Despite recent reforms, Burma was again listed as one of the most corrupt countries in the world in a survey by Transparency International (TI) on Wednesday, which ranked it as the 5th-worst country in terms of public sector corruption among 176 nations. TI said reforms had not improved Burma’s ranking, as new anti-corruption measures remain tentative and their impact has yet to show up in its research.
TI’s Corruption Perception Index 2012 placed Burma at 172, just above Sudan, Afghanistan, North Korea and Somalia—all of which are either war-torn or deeply isolated countries. Burma’s neighbor Laos fared only somewhat better, ranking 160th, while Thailand came in at 88.
With an index score of 15 Burma was far below the score of 50 at which public institutions are considered transparent. In Southeast Asia, only Singapore and Brunei scored higher than 50.
Burma moved up eight places from the 2011 ranking, but TI said this constitutes no significant improvement as seven countries that ranked above Burma last year were dropped in the new index.
“Myanmar is at the very bottom […] which means the public sector is perceived to be extremely corrupt,” said Samantha Grant, Southeast Asia program coordinator at the Berlin-based organization.
Burma has corruption “issues across many public sector institutions,” Grant told The Irrawaddy, adding that TI was only beginning to understand the full depth of these issues as the country opens up.
Burma’s reform process has not impacted the 2012 corruption ranking, she said, as some of the information for the survey was collected two years ago. Grant added that it would also take a while for the new anti-corruption measures to change the perception of public sector corruption among business professionals. Their opinions inform TI’s corruption ranking.

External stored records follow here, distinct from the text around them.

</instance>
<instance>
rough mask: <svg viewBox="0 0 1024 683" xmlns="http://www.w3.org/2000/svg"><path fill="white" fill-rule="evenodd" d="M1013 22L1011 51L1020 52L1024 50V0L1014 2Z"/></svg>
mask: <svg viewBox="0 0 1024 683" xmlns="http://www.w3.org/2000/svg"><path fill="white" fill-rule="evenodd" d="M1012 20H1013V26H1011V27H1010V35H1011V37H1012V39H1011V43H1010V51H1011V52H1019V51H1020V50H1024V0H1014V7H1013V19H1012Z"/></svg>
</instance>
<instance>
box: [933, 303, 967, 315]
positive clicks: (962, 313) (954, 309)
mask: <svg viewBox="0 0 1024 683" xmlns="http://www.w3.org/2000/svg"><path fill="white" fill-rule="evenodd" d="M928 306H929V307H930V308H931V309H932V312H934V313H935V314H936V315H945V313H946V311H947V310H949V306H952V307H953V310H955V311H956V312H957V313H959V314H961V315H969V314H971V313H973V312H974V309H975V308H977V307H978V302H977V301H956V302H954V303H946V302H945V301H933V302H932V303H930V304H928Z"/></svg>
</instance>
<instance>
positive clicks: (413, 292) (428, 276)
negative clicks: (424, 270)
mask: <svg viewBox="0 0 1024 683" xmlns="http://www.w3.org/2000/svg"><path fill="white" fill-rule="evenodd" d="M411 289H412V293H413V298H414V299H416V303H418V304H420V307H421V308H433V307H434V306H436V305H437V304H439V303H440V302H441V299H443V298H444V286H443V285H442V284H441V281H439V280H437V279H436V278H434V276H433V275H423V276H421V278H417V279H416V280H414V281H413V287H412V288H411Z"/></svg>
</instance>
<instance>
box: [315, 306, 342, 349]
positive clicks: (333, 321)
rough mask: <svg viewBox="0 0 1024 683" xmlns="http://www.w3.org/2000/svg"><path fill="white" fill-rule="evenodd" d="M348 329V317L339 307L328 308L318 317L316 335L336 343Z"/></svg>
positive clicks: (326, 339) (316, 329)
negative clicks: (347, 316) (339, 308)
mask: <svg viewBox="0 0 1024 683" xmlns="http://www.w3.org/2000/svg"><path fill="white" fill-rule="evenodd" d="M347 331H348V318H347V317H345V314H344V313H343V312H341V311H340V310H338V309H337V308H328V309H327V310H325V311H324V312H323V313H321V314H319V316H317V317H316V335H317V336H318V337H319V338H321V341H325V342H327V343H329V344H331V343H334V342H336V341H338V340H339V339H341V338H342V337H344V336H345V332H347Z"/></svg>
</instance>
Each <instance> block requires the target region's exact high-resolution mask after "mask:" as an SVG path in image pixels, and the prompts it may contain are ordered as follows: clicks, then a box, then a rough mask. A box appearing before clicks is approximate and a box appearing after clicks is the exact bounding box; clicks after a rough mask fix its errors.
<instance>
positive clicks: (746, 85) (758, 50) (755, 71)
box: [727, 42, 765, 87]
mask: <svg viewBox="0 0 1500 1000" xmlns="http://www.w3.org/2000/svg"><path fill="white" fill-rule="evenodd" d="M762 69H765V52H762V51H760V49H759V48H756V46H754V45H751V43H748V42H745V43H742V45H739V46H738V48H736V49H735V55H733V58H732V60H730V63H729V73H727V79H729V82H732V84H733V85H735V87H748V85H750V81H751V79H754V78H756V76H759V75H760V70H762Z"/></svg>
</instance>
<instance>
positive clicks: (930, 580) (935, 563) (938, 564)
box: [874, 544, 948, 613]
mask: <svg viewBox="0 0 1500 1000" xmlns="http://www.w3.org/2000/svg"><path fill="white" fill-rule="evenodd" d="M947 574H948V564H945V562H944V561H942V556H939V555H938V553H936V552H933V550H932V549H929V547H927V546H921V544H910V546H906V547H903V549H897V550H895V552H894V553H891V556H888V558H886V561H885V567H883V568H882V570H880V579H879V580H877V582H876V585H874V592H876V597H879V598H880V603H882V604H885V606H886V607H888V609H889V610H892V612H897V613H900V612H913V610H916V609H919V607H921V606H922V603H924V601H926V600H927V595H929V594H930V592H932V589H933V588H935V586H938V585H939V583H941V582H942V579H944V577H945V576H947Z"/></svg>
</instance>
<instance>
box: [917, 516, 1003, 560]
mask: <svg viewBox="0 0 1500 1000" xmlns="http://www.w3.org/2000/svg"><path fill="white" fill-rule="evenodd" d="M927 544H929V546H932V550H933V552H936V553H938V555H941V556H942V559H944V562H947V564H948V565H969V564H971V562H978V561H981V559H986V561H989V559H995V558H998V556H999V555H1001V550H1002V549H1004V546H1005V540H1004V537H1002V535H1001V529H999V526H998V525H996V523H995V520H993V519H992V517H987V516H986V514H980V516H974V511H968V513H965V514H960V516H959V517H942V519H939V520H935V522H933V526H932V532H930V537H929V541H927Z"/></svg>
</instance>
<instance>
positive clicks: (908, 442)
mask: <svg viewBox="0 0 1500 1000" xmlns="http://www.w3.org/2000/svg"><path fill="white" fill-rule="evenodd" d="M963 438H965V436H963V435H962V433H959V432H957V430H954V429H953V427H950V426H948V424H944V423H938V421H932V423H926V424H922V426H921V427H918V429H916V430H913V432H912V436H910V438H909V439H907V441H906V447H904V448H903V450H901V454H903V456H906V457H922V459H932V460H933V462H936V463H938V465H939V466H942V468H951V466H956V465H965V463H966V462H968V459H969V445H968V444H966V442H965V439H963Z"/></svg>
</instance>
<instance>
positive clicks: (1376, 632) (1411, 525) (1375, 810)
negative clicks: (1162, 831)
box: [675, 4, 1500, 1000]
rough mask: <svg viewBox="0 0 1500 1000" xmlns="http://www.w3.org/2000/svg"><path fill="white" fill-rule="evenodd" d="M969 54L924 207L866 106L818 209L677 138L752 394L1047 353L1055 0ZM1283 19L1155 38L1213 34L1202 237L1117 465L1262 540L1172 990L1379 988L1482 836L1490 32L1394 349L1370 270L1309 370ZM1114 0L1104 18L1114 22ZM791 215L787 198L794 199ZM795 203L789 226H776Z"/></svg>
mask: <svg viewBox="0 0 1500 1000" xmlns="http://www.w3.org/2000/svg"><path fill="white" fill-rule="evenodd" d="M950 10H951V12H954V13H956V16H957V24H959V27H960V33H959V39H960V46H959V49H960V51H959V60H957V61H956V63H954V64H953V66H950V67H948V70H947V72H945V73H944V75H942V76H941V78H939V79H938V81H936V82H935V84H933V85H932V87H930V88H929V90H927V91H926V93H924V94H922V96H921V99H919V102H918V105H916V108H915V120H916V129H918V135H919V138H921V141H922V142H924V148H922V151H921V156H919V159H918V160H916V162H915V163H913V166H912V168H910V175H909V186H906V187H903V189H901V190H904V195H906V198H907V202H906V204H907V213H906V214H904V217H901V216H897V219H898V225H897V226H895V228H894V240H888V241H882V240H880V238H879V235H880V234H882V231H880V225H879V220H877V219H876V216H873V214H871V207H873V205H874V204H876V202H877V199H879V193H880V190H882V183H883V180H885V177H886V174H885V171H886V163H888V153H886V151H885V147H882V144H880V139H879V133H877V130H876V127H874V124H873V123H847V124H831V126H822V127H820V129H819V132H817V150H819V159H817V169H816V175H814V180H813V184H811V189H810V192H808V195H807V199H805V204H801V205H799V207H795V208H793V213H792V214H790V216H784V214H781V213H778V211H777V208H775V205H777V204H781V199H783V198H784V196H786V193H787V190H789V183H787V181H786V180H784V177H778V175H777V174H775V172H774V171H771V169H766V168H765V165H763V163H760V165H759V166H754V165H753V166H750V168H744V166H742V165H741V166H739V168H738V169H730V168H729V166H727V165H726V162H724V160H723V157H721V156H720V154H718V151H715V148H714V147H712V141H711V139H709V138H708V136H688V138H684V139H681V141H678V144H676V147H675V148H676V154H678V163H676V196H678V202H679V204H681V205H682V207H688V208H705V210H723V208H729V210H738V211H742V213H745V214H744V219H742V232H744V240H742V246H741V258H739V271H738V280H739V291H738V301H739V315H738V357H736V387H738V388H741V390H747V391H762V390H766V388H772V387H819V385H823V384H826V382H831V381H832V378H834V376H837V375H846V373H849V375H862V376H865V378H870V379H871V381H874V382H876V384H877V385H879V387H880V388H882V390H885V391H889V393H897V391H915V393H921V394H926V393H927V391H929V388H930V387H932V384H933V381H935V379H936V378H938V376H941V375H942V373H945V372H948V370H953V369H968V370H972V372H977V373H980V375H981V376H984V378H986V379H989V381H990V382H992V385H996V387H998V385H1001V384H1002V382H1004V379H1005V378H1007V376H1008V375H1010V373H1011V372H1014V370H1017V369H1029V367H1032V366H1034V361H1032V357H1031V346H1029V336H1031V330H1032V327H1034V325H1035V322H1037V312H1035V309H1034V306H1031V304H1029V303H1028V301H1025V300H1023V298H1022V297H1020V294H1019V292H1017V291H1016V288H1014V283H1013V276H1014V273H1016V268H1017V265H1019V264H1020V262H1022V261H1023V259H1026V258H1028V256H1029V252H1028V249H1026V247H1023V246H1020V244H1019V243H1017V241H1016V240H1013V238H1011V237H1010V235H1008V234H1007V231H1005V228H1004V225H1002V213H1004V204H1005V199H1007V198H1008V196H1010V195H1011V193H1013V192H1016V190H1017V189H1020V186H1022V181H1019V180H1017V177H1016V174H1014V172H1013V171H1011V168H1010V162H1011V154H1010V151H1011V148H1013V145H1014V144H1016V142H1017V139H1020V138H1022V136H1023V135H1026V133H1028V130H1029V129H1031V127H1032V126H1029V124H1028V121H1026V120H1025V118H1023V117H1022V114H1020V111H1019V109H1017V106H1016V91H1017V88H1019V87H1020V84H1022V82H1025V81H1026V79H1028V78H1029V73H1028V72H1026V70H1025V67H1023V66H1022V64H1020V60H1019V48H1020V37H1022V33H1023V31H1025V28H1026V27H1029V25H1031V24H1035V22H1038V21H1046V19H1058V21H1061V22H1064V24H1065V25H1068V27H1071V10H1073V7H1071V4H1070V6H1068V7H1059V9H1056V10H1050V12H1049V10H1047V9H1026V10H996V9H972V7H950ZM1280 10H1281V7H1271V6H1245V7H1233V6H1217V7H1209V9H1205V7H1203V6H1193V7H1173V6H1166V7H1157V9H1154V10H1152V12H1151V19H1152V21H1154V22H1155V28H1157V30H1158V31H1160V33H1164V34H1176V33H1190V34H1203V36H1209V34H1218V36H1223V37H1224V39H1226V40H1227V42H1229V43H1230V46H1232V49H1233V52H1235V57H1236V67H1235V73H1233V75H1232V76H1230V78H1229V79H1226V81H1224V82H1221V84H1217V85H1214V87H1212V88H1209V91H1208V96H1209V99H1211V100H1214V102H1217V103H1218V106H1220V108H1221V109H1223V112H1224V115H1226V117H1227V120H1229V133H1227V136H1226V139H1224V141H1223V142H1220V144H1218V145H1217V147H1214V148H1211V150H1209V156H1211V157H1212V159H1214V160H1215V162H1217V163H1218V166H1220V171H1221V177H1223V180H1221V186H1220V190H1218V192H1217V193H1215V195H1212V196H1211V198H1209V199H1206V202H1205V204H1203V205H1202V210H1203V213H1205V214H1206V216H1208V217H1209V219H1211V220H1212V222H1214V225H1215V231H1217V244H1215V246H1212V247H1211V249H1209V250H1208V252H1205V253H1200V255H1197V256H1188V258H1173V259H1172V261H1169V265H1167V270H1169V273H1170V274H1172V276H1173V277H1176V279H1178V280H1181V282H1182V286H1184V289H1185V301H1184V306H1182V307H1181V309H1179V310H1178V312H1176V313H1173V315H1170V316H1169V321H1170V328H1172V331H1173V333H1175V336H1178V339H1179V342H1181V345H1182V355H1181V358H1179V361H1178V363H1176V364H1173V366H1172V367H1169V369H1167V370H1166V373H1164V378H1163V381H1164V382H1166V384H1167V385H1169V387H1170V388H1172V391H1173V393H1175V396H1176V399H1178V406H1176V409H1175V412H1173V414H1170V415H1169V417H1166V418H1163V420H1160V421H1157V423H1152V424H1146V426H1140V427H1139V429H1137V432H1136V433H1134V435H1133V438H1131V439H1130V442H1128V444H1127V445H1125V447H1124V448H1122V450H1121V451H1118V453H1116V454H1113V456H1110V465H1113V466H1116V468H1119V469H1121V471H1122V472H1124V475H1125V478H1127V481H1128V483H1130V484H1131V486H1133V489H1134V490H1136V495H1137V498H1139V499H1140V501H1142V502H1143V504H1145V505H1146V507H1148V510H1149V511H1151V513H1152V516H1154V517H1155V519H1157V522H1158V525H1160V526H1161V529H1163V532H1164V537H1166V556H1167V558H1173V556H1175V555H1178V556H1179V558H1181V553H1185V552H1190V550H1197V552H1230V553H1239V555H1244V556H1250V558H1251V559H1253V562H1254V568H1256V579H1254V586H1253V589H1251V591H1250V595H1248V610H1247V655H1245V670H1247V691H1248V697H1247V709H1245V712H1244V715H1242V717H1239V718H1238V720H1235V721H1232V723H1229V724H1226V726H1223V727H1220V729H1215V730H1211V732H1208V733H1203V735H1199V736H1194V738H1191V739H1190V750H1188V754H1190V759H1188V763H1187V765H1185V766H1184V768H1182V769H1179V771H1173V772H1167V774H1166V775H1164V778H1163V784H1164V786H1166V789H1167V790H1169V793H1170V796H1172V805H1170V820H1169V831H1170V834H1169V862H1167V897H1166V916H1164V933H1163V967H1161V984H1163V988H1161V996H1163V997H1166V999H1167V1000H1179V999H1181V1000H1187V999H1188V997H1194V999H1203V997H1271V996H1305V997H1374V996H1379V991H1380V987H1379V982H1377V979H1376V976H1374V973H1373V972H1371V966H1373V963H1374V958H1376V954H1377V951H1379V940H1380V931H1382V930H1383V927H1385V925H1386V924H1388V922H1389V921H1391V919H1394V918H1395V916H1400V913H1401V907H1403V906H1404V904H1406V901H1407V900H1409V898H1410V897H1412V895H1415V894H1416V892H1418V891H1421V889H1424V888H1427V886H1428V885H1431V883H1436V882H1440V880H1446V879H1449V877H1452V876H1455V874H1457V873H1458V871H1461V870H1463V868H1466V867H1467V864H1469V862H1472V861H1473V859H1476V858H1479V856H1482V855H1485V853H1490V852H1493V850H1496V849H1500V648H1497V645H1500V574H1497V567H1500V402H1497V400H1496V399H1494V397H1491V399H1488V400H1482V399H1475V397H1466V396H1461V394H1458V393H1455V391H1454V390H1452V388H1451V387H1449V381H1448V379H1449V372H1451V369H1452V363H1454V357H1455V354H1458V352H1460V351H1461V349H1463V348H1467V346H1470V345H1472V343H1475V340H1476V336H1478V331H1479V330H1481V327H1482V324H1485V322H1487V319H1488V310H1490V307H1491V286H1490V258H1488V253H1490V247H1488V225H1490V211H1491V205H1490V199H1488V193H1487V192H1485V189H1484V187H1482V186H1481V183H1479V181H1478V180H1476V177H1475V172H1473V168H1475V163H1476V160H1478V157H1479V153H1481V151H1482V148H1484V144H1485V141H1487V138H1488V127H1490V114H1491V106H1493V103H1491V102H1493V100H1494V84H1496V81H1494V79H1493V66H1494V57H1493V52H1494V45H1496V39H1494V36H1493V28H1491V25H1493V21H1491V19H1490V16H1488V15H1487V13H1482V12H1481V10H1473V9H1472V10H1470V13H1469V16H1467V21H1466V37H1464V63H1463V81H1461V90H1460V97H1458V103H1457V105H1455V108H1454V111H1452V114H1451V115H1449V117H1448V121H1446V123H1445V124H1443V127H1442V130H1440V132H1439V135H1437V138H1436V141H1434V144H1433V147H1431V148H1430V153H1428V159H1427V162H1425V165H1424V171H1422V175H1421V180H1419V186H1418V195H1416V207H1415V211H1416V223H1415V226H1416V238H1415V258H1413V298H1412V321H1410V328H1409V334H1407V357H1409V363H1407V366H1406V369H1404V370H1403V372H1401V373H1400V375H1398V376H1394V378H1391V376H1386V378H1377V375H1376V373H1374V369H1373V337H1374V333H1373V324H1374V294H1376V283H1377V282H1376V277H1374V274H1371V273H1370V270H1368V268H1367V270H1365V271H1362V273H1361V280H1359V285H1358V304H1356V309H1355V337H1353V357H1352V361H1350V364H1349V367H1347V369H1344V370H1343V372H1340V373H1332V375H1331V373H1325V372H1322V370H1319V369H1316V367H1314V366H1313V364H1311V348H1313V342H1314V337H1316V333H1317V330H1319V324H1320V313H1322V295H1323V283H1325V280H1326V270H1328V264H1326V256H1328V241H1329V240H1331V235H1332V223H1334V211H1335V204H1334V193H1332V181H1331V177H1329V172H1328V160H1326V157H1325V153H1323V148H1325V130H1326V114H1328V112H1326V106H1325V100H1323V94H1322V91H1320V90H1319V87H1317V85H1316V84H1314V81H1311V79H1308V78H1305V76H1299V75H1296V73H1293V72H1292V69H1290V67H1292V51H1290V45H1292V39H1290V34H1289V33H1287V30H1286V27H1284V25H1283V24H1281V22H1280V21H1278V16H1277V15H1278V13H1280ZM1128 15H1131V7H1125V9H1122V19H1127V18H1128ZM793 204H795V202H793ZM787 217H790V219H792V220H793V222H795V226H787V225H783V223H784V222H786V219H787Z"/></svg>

Recent anti-corruption measures include a requirement for ministers and officials appointed by President Thein Sein to declare their financial assets and interests, while the Lower House approved a committee with the power to investigate corruption in the judicial system.
The government has also begun drafting a new Anti-Corruption Law to replace the 1948 Suppression of Corruption Act, according to an announcement by the Home Affairs Ministry in the state-run newspaper The New Light of Myanmar on Nov. 30.
The ministry said bribery persisted in Burma’s public and private sector and called the practice “an unacceptable and unpardonable misconduct.” It appealed to citizens to report corruption anonymously to its head office or to the director-general of the Bureau of Special Investigation.
Grant said TI was encouraged by such steps but urged the government to show the political will to fully implement the Anti-Corruption Law and create strong, independent institutions that could investigate corruption.
The Anti-Corruption Law “is potentially a step in the right direction but whether or not it actually is will depend very much on the quality of the law itself—and on effective implementation,” Grant said, adding that Burma’s Parliament also needs to ratify the UN Convention Against Corruption. She warned that many Southeast Asian have good anti-corruption laws in place that are never fully implemented.
Burma has long been plagued by public sector corruption on all levels, ranging from citizens paying for basic services to massive losses of revenues generated from the exploitation of Burma’s vast natural resources, such as timber, gemstones, oil, coal and gas.
Under the military regime, these revenues were siphoned off by the country’s military, political elite and their cronies, leaving the government unable to provide services and build infrastructure for its impoverished population.
“The exploitation of Burma’s natural resources has been heavily impacted upon by corruption,” said Sean Turnell, an economics professor at Macquarie University in Sydney, Australia. “The bounty these should provide has been hitherto denied to the people of Burma.”
Turnell said, however, that the government’s attitude towards corruption has begun to change.
“I think the current government recognizes the damage that corruption can impose upon their efforts to turn Burma’s economy around,” he said, adding that corruption posed a major stumbling block for Western investors, such oil companies, which are bound by strict anti-corruption rules in their home countries.
According to Turnell, Burma should battle corruption by lifting the numerous restrictions on economic activities that have long been in place as these provide officials with opportunities to demand bribes. “[A]dopt a policy as ‘liberal’ as possible, and remove the means by which corruption can be extracted,” he advised.
The Center for Strategic and International Studies (CSIS), an influential Washington-based think-tank, visited Burma in August and said it observed a sea change in attitudes towards in corruption in the country.
“Business executives say that President Thein Sein seems to have decided not to punish former cronies/proxies, but these corrupt businessmen appear to have lost most of their former privileges as the president has moved to level the playing field […] Ministers feel they cannot have any dealings with cronies out of fear they could face charges of corruption,” a CSIS report said.